No rush on any answers you might be able to offer, I know you are probably a busy guy.

mabi · 23 November 2017 15:10

@stuart while the SQL relational databases model is well defined, NoSQLs are just… not SQL so there are a lot of types of NoSQL databases.
Cassandra is a ‘wide column store’ i.e. it uses concepts similar to tables, rows and columns, but the name and format of the columns in each row can vary. Think of a two dimensional key-value store. This model is well suited for timeseries data like emoncms feeds. The simplest approach would be having a row for each device, a column for each timestamp and the column value will be the reading (temperature, power…). Cassandra sorts data and then writes sequentially to disk, when retrieving data by key and range the access pattern is very efficient. So using cassandra for time series data is a fitting use case.

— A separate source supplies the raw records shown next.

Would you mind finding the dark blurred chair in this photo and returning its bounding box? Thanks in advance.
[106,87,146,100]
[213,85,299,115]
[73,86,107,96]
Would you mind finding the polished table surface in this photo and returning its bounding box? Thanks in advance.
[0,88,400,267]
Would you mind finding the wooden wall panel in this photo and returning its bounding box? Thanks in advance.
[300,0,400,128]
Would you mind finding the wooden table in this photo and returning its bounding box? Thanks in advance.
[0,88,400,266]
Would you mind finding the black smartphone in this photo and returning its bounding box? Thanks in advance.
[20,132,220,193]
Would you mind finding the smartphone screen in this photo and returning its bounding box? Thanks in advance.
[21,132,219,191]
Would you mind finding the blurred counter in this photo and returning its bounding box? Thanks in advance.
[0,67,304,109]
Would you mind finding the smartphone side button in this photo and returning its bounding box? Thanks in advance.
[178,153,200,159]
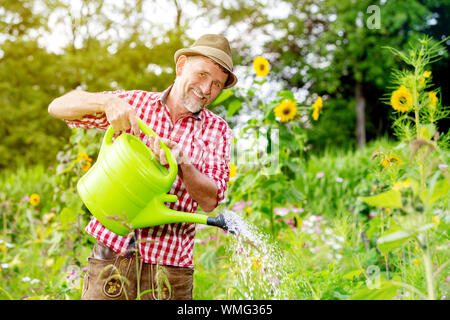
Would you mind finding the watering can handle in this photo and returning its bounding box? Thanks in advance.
[103,119,178,182]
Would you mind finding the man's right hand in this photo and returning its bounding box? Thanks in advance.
[48,90,140,137]
[104,95,140,137]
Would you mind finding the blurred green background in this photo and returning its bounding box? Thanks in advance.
[0,0,450,170]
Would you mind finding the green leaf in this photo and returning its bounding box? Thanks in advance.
[227,99,241,117]
[428,179,449,205]
[361,190,403,208]
[59,207,77,228]
[277,90,295,101]
[211,89,234,106]
[377,228,417,254]
[350,279,400,300]
[343,269,364,280]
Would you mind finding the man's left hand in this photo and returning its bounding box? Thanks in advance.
[149,136,191,165]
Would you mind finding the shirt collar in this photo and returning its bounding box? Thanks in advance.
[158,83,202,120]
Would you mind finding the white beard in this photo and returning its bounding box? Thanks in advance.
[181,88,208,113]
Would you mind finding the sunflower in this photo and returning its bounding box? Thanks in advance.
[428,91,438,109]
[253,56,270,78]
[312,97,323,121]
[273,99,297,122]
[391,85,412,112]
[381,153,402,168]
[77,152,92,172]
[30,193,41,207]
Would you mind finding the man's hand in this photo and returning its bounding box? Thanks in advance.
[104,95,140,137]
[149,136,191,165]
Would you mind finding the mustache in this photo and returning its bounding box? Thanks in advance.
[191,85,211,99]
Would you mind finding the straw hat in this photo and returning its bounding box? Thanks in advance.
[174,34,237,89]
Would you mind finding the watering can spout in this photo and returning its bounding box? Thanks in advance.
[206,213,234,234]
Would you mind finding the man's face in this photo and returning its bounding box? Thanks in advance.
[177,56,228,113]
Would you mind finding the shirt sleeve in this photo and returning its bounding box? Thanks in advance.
[64,90,134,130]
[201,122,233,206]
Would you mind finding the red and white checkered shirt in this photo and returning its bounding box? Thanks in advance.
[66,86,232,268]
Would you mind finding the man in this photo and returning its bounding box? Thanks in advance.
[48,34,237,299]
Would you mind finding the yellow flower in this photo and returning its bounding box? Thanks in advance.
[428,91,438,109]
[253,56,270,77]
[381,153,402,168]
[312,97,323,121]
[77,152,92,172]
[30,193,41,206]
[81,161,91,172]
[252,258,261,269]
[273,99,297,122]
[42,212,56,224]
[391,86,413,112]
[431,216,441,227]
[230,163,237,178]
[36,227,44,240]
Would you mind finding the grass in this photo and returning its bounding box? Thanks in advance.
[0,140,449,300]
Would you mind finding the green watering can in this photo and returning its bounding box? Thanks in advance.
[77,119,227,236]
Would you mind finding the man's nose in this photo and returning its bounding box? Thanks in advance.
[200,80,212,95]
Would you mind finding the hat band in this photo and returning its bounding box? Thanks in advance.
[188,46,233,71]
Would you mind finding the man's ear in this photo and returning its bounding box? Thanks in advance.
[175,54,187,76]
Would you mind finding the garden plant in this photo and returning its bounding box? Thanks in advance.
[0,38,450,300]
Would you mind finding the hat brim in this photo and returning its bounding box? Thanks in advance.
[174,48,237,89]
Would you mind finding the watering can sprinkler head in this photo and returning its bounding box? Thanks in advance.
[206,213,235,234]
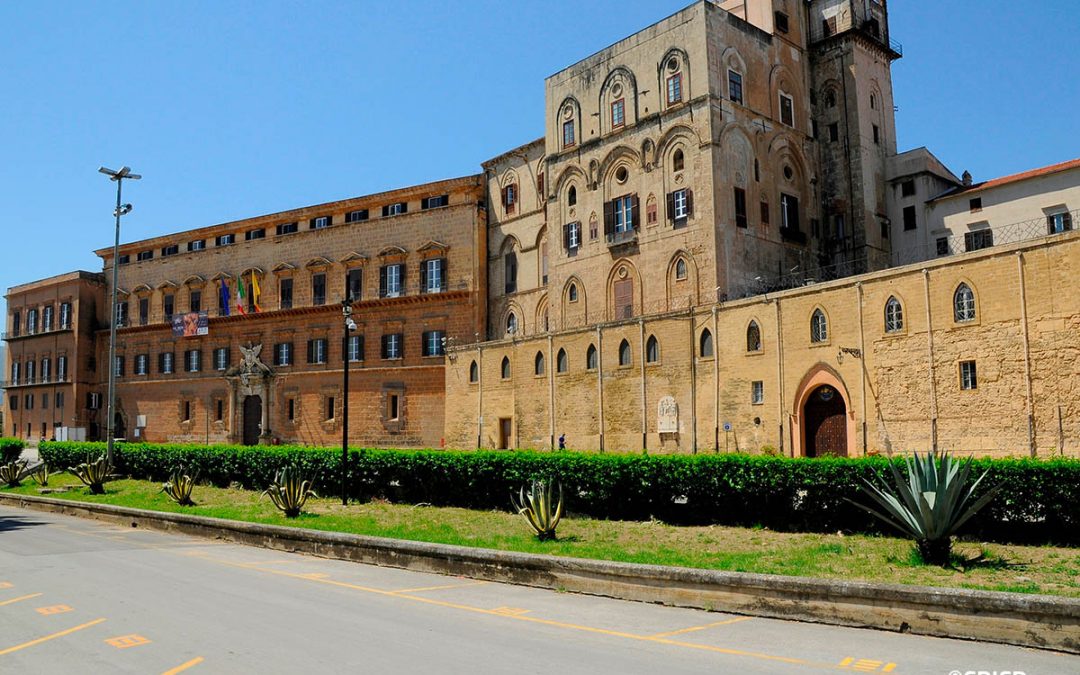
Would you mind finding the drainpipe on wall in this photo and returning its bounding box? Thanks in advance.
[1016,251,1037,457]
[922,269,937,453]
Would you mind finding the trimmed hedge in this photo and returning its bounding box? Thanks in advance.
[0,438,26,464]
[39,442,1080,544]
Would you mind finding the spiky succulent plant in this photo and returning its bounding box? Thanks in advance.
[68,455,112,495]
[510,481,563,541]
[849,451,1004,565]
[0,459,26,487]
[161,467,199,507]
[262,467,319,518]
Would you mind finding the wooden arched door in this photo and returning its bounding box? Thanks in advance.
[802,384,848,457]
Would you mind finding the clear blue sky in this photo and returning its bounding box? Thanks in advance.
[0,0,1080,308]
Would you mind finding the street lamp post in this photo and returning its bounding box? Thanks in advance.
[97,166,143,467]
[341,295,356,507]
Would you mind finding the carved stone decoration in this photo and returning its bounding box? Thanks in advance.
[657,396,678,433]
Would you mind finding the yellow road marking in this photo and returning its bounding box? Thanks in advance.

mabi · 23 November 2017 15:39

I will gather more info for an exhaustive answer, meanwhile I answer some of the questions.
The model I have in mind is like the one you described, suitable not for emonPi users but for large emoncms centralized installations like emoncms.org that is collecting data from a lot of devices. For other use cases phpfina is simpler, fast and compact.
Configuration data will be stored on DB as it is now, while feed data will be stored on ‘private’ cassandra servers, I don’t plan using external services other than VPSs, the servers can be the same where emoncms is installed, installing Cassandra is very easy. To avoid a single point of failure and load balance there can be more instances of emoncms using replicated copies of the same configuration DB so clients can send to any emoncms instance and data will end in the same cassandra storage.
It is always better having a backup, but the cluster is very resilient and the need of restore will be rare.
The idea of a community cassandra network is interesting, I don’t know if there is one already, but as you pointed out there will be privacy and security issues, I don’t think it would be pratical beyond experimental or testing purposes.

pb66 · 23 November 2017 18:08

So ideally this would suit a large organisation or group of people, OEM community for example, It is not really suited to even a meduim sized single organisation as running several cassandra servers just to provide storage to one emoncms server isn’t very efficient, where as 5-6 power user decide to form a “club” might work if cassandra security can accommodate that. If I managed10 clients servers that all ran large emoncms instances for their own client base, I could theoretically set up a cassandra network for them all to belong to.

This sound really interesting, I also think it is quite a niche thing that may not attract many emoncms users, I think very large scale users will have their own business model, (may include cassandra or not) and the only other possible use in reality might be an openenergymonitor network, but that would only be of real interest if it worked on ARM devices given the current user base.

It would be good to hear @TrystanLea and @nchaveiro’s take on it.

stuart · 24 November 2017 08:45

I’d tend to agree - the existing PHPFINA and similar engines are very good and efficient for storage - particularly for low power devices like the PI.